I think the average app evaluation time is like two seconds for somebody to figure out if this is for them or not. So that’s closing a tab or deleting an app that they just downloaded. So, I think it’s one of those things that’s very, very important and we kind of tend to overlook in our excitement to jump into looking at the actual code. I don’t know if that answers your question. I believe the W3C’s Task Force has a really good intro on cognitive accessibility as well as WebAIM has a really good initial resource.

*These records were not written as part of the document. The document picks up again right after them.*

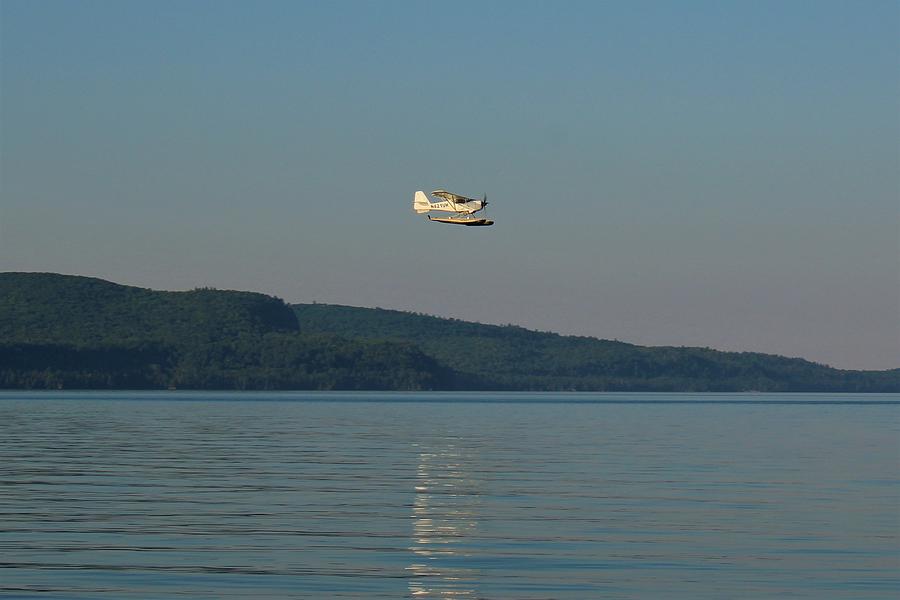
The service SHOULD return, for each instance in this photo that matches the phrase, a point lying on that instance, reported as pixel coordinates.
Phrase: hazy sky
(722, 174)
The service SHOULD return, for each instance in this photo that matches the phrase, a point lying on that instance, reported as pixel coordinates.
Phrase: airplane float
(463, 208)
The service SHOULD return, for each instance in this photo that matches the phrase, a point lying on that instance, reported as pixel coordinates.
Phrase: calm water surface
(218, 495)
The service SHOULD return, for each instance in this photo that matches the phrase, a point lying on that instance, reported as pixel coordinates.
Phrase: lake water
(338, 495)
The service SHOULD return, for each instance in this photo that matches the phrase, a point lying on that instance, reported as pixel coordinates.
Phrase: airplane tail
(421, 203)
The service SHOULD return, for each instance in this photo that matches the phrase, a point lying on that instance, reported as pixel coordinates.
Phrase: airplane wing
(451, 197)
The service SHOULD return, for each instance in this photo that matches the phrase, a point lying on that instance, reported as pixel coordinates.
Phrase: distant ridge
(64, 331)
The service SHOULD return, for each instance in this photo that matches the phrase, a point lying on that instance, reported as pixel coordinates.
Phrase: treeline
(513, 358)
(60, 331)
(80, 333)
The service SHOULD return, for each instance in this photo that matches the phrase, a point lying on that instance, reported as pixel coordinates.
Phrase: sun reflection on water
(444, 518)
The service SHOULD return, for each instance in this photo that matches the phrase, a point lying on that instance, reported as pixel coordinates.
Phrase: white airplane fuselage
(421, 204)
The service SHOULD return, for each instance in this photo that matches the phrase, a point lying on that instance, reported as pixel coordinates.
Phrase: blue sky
(722, 174)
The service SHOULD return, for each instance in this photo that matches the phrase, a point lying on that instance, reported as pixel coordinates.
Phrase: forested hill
(510, 357)
(59, 331)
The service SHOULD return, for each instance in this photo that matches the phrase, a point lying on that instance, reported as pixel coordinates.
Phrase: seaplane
(463, 208)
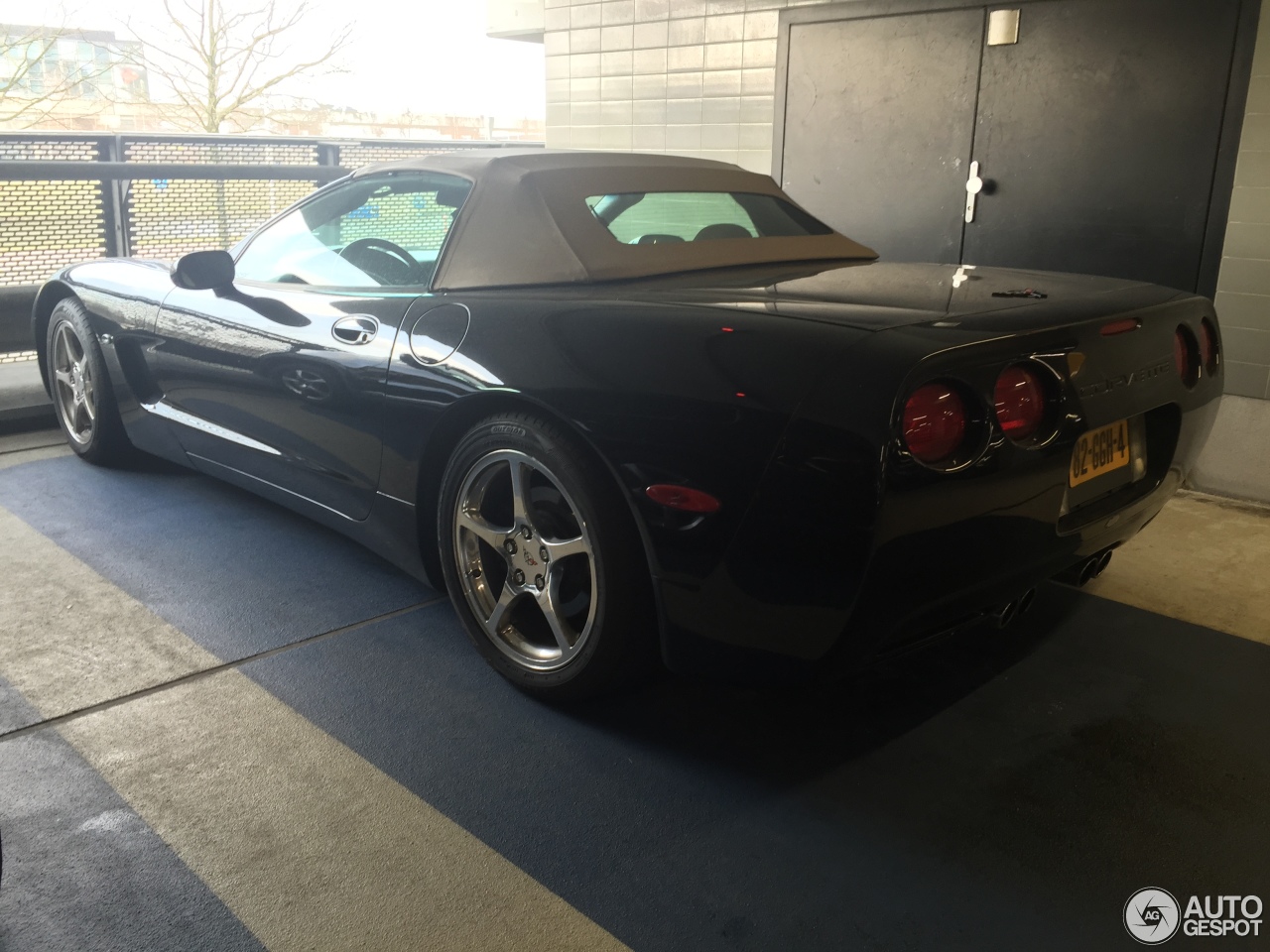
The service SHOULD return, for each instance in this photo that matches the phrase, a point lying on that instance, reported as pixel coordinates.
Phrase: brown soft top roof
(527, 222)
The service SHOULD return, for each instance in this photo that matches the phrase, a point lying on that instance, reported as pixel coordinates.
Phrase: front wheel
(80, 388)
(541, 561)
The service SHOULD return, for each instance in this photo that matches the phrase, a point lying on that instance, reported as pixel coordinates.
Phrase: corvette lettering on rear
(1125, 380)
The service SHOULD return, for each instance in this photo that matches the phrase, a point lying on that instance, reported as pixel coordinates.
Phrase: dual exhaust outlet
(1086, 569)
(1003, 615)
(1076, 574)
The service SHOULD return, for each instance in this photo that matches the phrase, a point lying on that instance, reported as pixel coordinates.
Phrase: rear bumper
(930, 561)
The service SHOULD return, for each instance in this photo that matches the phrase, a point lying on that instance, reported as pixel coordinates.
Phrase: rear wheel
(541, 561)
(80, 388)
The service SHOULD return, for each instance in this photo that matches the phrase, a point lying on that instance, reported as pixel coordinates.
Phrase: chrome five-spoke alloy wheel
(525, 560)
(73, 388)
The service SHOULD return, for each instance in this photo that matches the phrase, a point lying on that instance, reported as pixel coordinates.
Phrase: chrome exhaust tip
(1025, 602)
(1103, 561)
(1005, 615)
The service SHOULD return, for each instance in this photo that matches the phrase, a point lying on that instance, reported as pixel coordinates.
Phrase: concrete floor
(225, 728)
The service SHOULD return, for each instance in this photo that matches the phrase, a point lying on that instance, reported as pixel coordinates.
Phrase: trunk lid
(878, 296)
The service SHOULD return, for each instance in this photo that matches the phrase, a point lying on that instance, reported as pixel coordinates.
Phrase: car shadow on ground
(785, 733)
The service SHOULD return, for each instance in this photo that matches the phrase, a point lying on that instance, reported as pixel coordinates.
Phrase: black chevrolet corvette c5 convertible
(622, 404)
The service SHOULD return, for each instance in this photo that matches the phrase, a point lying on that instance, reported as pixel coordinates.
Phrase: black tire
(94, 433)
(567, 493)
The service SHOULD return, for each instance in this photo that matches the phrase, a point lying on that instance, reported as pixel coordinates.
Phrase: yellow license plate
(1098, 452)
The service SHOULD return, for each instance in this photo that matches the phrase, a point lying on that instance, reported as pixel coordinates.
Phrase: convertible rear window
(659, 217)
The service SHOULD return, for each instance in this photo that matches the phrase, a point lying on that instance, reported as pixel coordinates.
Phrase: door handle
(358, 329)
(973, 186)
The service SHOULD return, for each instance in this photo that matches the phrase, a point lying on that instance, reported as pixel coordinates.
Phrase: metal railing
(67, 197)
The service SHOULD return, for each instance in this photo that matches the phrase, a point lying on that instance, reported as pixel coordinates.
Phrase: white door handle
(973, 186)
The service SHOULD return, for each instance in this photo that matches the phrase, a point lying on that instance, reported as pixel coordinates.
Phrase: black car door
(282, 376)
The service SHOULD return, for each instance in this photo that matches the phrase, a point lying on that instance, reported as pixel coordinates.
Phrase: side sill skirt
(275, 486)
(171, 413)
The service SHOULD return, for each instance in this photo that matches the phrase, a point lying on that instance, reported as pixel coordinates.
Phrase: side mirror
(203, 271)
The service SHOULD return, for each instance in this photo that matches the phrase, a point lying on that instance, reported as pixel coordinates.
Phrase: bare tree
(35, 80)
(218, 62)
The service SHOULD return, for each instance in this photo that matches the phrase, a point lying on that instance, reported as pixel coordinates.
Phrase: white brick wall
(686, 76)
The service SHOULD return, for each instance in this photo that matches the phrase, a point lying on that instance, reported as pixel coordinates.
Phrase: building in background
(706, 77)
(42, 63)
(56, 80)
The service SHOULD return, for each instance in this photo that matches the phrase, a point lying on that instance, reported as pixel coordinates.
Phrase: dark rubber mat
(84, 873)
(1002, 791)
(235, 572)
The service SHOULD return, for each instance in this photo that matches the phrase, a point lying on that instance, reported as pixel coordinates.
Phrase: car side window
(376, 232)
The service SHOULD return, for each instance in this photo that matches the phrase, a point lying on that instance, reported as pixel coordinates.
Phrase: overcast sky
(423, 55)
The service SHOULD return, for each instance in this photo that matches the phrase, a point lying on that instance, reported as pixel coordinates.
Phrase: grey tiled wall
(1243, 285)
(698, 76)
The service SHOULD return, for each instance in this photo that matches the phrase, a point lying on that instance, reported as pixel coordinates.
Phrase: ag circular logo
(1152, 915)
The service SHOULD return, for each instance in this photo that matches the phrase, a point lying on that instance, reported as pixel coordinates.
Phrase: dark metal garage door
(1096, 132)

I just saw Gordon (his last name is truncated in the chat) and he has a really good point about information architecture, so, I’m going to totally steal his idea. Thank you! Which is like, if you’re designing something, figuring out the big buckets of where things live because when you show up to a website, there’s an implied structure: Home, Services, Products, About Us. And that’s kind of big picture what information architecture is all about, which is where you believe things to be and then where people that will use your website think that things will be. So, user testing is a great way to figure out where people expect stuff to be, because if I go to resources thinking that there will be products there and there aren’t, I just close the tab because I didn’t find what I’m looking for, so, you start to ask questions of where would you put this and then seeing if there’s any trends that bubble up.

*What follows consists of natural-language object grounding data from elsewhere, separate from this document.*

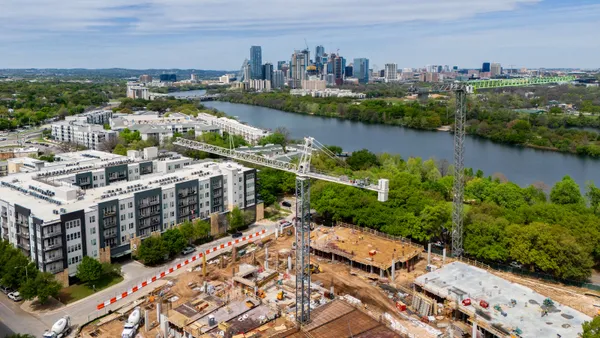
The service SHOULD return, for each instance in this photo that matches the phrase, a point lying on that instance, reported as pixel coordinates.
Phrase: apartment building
(235, 127)
(100, 117)
(83, 133)
(99, 204)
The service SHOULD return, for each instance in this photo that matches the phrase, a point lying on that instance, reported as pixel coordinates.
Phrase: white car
(15, 296)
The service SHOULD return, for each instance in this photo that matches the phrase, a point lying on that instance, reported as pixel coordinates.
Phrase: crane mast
(461, 90)
(303, 175)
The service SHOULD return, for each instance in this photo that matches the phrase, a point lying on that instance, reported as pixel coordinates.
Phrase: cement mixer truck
(132, 324)
(60, 329)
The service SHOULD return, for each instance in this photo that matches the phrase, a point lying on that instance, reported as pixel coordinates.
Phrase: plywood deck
(356, 245)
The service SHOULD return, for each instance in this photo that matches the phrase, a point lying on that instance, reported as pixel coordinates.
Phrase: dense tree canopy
(34, 102)
(491, 115)
(558, 236)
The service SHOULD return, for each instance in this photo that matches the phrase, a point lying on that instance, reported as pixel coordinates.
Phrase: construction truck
(60, 329)
(132, 324)
(313, 268)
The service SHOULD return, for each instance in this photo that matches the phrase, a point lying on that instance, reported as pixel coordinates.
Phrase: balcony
(49, 234)
(187, 193)
(109, 213)
(52, 246)
(149, 213)
(110, 224)
(152, 222)
(53, 259)
(144, 204)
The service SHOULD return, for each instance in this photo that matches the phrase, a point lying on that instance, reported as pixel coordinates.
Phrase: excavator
(313, 268)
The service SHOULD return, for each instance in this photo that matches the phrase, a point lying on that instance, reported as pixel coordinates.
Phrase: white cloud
(167, 16)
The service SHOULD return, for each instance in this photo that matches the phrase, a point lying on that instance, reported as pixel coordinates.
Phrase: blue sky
(217, 34)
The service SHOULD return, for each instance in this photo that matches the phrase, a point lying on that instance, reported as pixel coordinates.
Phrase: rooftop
(361, 246)
(339, 319)
(458, 281)
(52, 192)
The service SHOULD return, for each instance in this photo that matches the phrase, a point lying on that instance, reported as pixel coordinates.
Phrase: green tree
(566, 192)
(153, 250)
(47, 286)
(593, 195)
(89, 270)
(236, 219)
(188, 231)
(201, 228)
(174, 240)
(591, 329)
(120, 150)
(362, 159)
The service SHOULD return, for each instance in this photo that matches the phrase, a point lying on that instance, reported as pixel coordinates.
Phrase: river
(520, 165)
(189, 93)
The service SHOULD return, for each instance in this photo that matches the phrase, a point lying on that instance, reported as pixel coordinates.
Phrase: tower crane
(461, 89)
(303, 173)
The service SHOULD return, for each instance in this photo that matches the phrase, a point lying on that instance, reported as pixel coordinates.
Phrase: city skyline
(186, 34)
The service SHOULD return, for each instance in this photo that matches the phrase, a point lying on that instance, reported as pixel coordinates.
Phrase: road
(81, 311)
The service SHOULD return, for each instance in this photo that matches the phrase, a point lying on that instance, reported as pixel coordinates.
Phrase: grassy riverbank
(543, 131)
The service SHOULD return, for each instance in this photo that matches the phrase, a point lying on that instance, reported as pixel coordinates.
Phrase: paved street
(80, 312)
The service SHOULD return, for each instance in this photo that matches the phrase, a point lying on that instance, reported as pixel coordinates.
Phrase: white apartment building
(153, 126)
(391, 72)
(314, 84)
(234, 127)
(96, 204)
(88, 135)
(260, 85)
(135, 91)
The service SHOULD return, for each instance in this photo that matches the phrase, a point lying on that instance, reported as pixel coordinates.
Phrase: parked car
(188, 250)
(15, 296)
(514, 264)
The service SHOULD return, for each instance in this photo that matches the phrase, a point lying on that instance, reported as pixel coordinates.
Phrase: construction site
(363, 284)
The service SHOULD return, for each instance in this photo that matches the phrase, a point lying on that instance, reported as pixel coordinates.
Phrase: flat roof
(356, 244)
(457, 281)
(339, 319)
(91, 197)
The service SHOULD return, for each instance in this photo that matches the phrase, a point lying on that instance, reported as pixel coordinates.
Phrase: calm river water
(520, 165)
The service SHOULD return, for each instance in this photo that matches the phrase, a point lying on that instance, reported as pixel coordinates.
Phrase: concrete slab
(458, 281)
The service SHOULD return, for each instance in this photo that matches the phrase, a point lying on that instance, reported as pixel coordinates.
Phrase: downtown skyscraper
(256, 68)
(300, 61)
(361, 70)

This is especially actually really important for both low literacy and low technological literacy as well as foreign language situations where there’s the potential of cultural misunderstandings. So, if you do any work with internationalization that’s also a really big important thing to think about.

>> MICHAEL BECK: Luna asks about any knowledge that you have about Outlook crashing with screen readers?

>> ERIC BAILEY: First of all, I am so sorry! We use Gmail here. I wish I had a better answer for you. I know Outlook has a browser or a web renderer within it which is weirdly Microsoft Word which is something we won’t get into because therein lies the — yeah.

>> MICHAEL BECK: That’s really weird. (Chuckles).

>> ERIC BAILEY: So it may be not rendering the web as the web, it might be using a completely different kind of set of processes to do that. And I’m actually unsure of how the accessibility tree interacts with that. But, I would be happy to check it out because that’s really interesting.

>> MICHAEL BECK: Yeah, that’s a good research topic…


>> MICHAEL BECK: …to go into. Charles Hall has mentioned that there is some good recent research on short-term memory allocation and, to start with I’m probably butchering her name, she’s a Norwegian scientist named Ylva Østby.


>> MICHAEL BECK: If you’re interested in that sort of thing check that out that’s Y-L-V-A and her last name is Ø-S-T-B-Y.

>> ERIC BAILEY: Thank you, Charles.

>> MICHAEL BECK: All right. Do we have anything else from anyone? Nope. All right. Well, thank you very much Eric for that very interesting presentation. It was superb, as far as I’m concerned. Coming up, our next technica11y will be on August 7th, highly anticipated with Rian Rietveld who will be discussing creating an accessible card, as in the construction of the title, the thumbnail, date, the excerpt, the tags, categories, the read more link, the whole shebang. Again that will be on Wednesday, August 7th, 11AM Eastern. Thank you again, Eric, for joining us today and Clare from ACS for the captioning and once again all of you for joining us. And hope you all have a wonderful July. And I will see you next month.

>> ERIC BAILEY: Thank you, everyone, see ya!

Eric Bailey

About Eric Bailey

Eric is a designer at thoughtbot, with a focus on accessible and inclusive design. He’s a member of the A11y Project, an occasional author at CSS-Tricks, and recovering curmudgeon.